Lately I've been focusing on small graces and pleasures: a walk in nature with a loved one, a good meal, seeing a cool bird, or reading something full of brilliance and (maybe a bit too much) hope, like Kim Stanley Robinson's excellent novel The Ministry for the Future. Even a chance meeting with an old friend has the potential for a weighted burst of meaning and emotion these days. I met one recently whom I hadn't seen since she barely survived a tough pregnancy last year, and shooting the shit with her again was an experience that haunted me with its humble purity. There is so much that is wrong with our path as a nation, as a species, as moral and ethical beings, that nearly anything that isn't greasing the skids of annihilation can contain a gloriously delicate and effervescent beauty like butterfly dust. As Leonard Cohen said, "Even damnation is poisoned with rainbows."
So it was in that headstate that I agreed to attend the first touring act show at the Arcata Playhouse since this rotten pandemic got loose. As with my experience at the Eureka Symphony, I'm only reviewing shows with a mask and vax card policy. The people at the playhouse had that together nicely for the Nov. 12 show, so I settled in for an evening with two musicians I had never heard before: singer, songwriter and fiddle player Sara Milonovich and her musical partner, guitarist Greg Anderson. Prior to the age of COVID, my relationship with folk and bluegrass was one of constant saturation; it's everywhere around these parts. You can't swing a cat (I would never) without hitting a folk musician. And while there are definitely some incredibly talented workers of the form, it's unusual for the stuff to grab my attention for very long. Truth be told, I've always been more of a jazz, punk and metal guy.
However, there was something in the energy of the room that night, if only because we were there in the audience again and seeing a touring act. Playhouse honcho Jacqueline Dandeneau certainly seemed to feel it in her emotional introduction to the evening, and the audience was very tuned in to the notion that this might be something special. As it turned out, it was indeed.
Early in the set, Milonovich broke whatever tension was in the air due to the circumstances of plague life by thanking us for being so receptive and agreeable. A woman's voice came out of the darkness behind me, saying, "We're so happy to hear lovely live music again." Amen to that, sister.

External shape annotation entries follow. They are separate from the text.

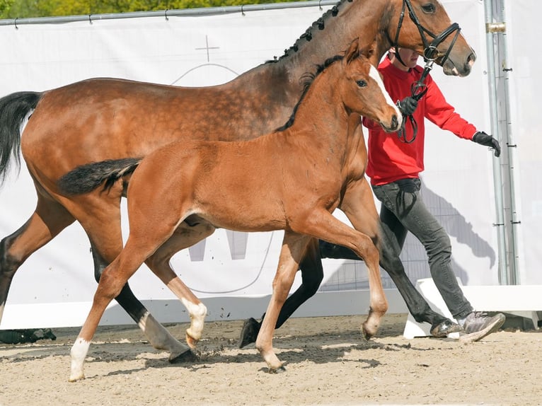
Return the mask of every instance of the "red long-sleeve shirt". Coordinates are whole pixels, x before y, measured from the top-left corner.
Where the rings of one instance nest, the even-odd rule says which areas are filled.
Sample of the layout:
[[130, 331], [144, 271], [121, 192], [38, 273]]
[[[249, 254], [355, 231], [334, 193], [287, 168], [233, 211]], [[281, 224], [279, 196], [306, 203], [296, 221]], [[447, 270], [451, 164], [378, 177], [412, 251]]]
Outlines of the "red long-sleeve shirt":
[[[379, 71], [384, 76], [384, 86], [394, 101], [412, 95], [410, 86], [419, 80], [423, 69], [416, 66], [405, 72], [394, 66], [388, 58], [381, 62]], [[397, 133], [386, 133], [377, 123], [364, 118], [363, 124], [369, 129], [369, 163], [367, 174], [371, 184], [385, 185], [399, 179], [417, 178], [424, 170], [424, 117], [442, 129], [451, 131], [460, 138], [472, 139], [477, 129], [472, 124], [455, 112], [444, 98], [439, 86], [430, 75], [425, 79], [427, 93], [419, 101], [414, 119], [417, 124], [415, 140], [407, 144]], [[407, 120], [406, 139], [413, 137], [413, 128]]]

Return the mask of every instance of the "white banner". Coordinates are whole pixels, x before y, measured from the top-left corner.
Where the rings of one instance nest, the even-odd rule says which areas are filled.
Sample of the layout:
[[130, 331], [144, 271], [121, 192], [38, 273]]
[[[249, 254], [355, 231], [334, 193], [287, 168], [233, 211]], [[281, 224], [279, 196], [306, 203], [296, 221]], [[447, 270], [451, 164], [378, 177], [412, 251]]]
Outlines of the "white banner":
[[[439, 67], [432, 74], [457, 110], [489, 132], [483, 6], [477, 0], [443, 3], [451, 20], [459, 23], [478, 59], [466, 78], [444, 76]], [[24, 25], [17, 29], [2, 26], [0, 96], [44, 91], [96, 76], [190, 86], [223, 83], [281, 56], [325, 11], [316, 6], [213, 16]], [[429, 125], [427, 132], [424, 199], [450, 233], [457, 274], [466, 285], [496, 284], [491, 154], [484, 147], [434, 126]], [[35, 208], [35, 192], [24, 166], [18, 175], [8, 177], [0, 190], [0, 237], [4, 238], [21, 227]], [[345, 219], [340, 213], [337, 216]], [[123, 230], [125, 235], [127, 231]], [[173, 265], [201, 298], [269, 295], [282, 236], [282, 232], [246, 234], [219, 230], [204, 242], [179, 253]], [[45, 321], [41, 313], [36, 315], [38, 308], [31, 305], [43, 309], [43, 305], [82, 303], [86, 308], [96, 286], [89, 250], [85, 233], [75, 224], [30, 256], [13, 279], [1, 328], [54, 324]], [[419, 243], [409, 238], [403, 258], [413, 280], [429, 276], [427, 257]], [[325, 260], [324, 266], [322, 291], [367, 289], [362, 262]], [[385, 272], [383, 277], [385, 287], [394, 287]], [[298, 276], [294, 289], [299, 283]], [[176, 300], [144, 267], [130, 284], [146, 303]], [[310, 314], [333, 311], [311, 306]], [[24, 308], [24, 315], [19, 317], [16, 308]], [[178, 321], [185, 318], [177, 314], [166, 318]], [[55, 323], [71, 325], [80, 321], [67, 317]]]

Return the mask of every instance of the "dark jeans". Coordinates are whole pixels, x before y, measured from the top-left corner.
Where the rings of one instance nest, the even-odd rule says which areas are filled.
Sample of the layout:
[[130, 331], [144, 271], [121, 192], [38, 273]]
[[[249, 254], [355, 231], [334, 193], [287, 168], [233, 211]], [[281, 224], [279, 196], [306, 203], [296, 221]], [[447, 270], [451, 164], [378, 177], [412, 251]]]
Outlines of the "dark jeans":
[[455, 318], [463, 318], [473, 308], [463, 296], [451, 269], [450, 238], [422, 200], [420, 185], [420, 179], [403, 179], [372, 187], [375, 196], [382, 203], [382, 227], [393, 240], [398, 256], [408, 231], [422, 243], [429, 258], [431, 276], [444, 303]]

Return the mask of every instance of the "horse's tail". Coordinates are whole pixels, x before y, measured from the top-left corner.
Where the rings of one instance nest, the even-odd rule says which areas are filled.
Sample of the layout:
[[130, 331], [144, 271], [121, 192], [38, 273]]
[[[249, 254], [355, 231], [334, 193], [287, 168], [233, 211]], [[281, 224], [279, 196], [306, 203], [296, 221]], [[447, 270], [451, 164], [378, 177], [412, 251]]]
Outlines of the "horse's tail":
[[25, 119], [36, 108], [42, 93], [17, 92], [0, 99], [0, 185], [6, 180], [15, 159], [21, 168], [21, 129]]
[[104, 182], [103, 190], [105, 190], [118, 179], [134, 172], [142, 159], [123, 158], [81, 165], [60, 178], [57, 185], [67, 195], [88, 193]]

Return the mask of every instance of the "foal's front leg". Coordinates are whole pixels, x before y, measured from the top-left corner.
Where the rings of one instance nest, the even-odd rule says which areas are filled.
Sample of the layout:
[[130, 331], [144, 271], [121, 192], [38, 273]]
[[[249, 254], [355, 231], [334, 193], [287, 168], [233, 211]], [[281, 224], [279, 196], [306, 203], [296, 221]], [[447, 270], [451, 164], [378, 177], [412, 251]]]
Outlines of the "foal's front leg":
[[273, 293], [256, 338], [256, 349], [267, 364], [269, 372], [284, 370], [282, 363], [273, 351], [273, 332], [279, 313], [294, 283], [299, 261], [310, 240], [311, 238], [307, 236], [284, 231], [279, 265], [273, 279]]

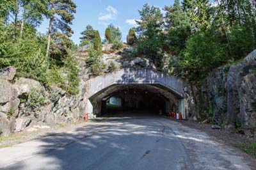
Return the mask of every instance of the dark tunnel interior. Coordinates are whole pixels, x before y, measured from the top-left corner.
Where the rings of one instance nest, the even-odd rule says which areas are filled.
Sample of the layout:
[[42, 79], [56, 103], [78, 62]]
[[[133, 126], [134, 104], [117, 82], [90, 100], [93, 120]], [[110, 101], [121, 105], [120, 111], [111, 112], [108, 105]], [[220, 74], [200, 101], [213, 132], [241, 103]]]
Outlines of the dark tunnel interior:
[[102, 98], [101, 114], [118, 113], [165, 114], [168, 99], [147, 88], [127, 88]]

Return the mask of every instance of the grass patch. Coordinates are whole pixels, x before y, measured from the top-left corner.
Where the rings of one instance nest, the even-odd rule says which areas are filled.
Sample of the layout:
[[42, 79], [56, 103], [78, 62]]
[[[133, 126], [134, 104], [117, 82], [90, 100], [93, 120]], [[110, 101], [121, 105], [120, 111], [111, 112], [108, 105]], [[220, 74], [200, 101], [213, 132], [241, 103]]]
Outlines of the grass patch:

Milonovich and Anderson played superbly, noticeably settling in after a warm-up with the first couple of numbers. Milonovich is a world class fiddler and very talented singer, and her accompanist has a simple versatility with the acoustic guitar that sounds a lot easier than it is to accomplish. These musicians are obvious lifers. That life takes place mainly, we were told during one of Milonovich's many stories and interactions with the audience, in the Hudson River Valley, around the town of Beacon, New York. Over the course of two hearty sets bifurcated by a nice intermission, she sang songs about love and loss, death and survival, the Hudson River and Interstate 87. The setlist drew heavily from her latest release, Northeast, a record full of the lively fiddle-work of bluegrass and the gentle country ruminations of contemporary folk. At one point she laughed about the dreadfully high body count of the former genre's murder ballad-filled music, noting, "A bluegrass song is not a safe place for a woman." She suggested that major keys and speedy tempos were the secret delivery system for morose and violent lyrics. The banter was great and the two performers seemed to feel at ease talking to each other and at us. Milonovich noted that this was their first road show since the pandemic began but that she would bury her emotions to a presentable level because she had forgotten to pack "the waterproof mascara."
For me there were two unmistakable highlights of the evening and they were both covers: A sad and spooky version of Hurray for the Riff Raff's "The Body Electric," and an absolutely meteoric interpretation of Led Zeppelin's "Friends," the penultimate performance position of which left a crater no encore could hope to fill. It's a state I have often felt before, blissed-out during moments of live music fusillades at much heavier shows.
I went home that evening feeling about as good as I have for as far back as I can recall — the brain-muddling fog of this current world of ours is a very real phenomenon. Nothing has been solved, or resolved, and we are all still living in a precarious position in an ugly world of human corruption, violence and venality. However, if those little joys and graces, which floated out during the show in abundance like the spitting embers of a midnight campfire, can do anything, they can warm us and they can bring us light. And miracle of miracles, as I write this right now, I can still feel a bit of that warming illumination. The performers, the audience and the good people at the Arcata Playhouse have my thanks.
Collin Yeo (he/him) has finished writing and is now feeding the cats, who have apparently been in a near-death state of starvation since breakfast. He lives in Arcata with his feline overlords.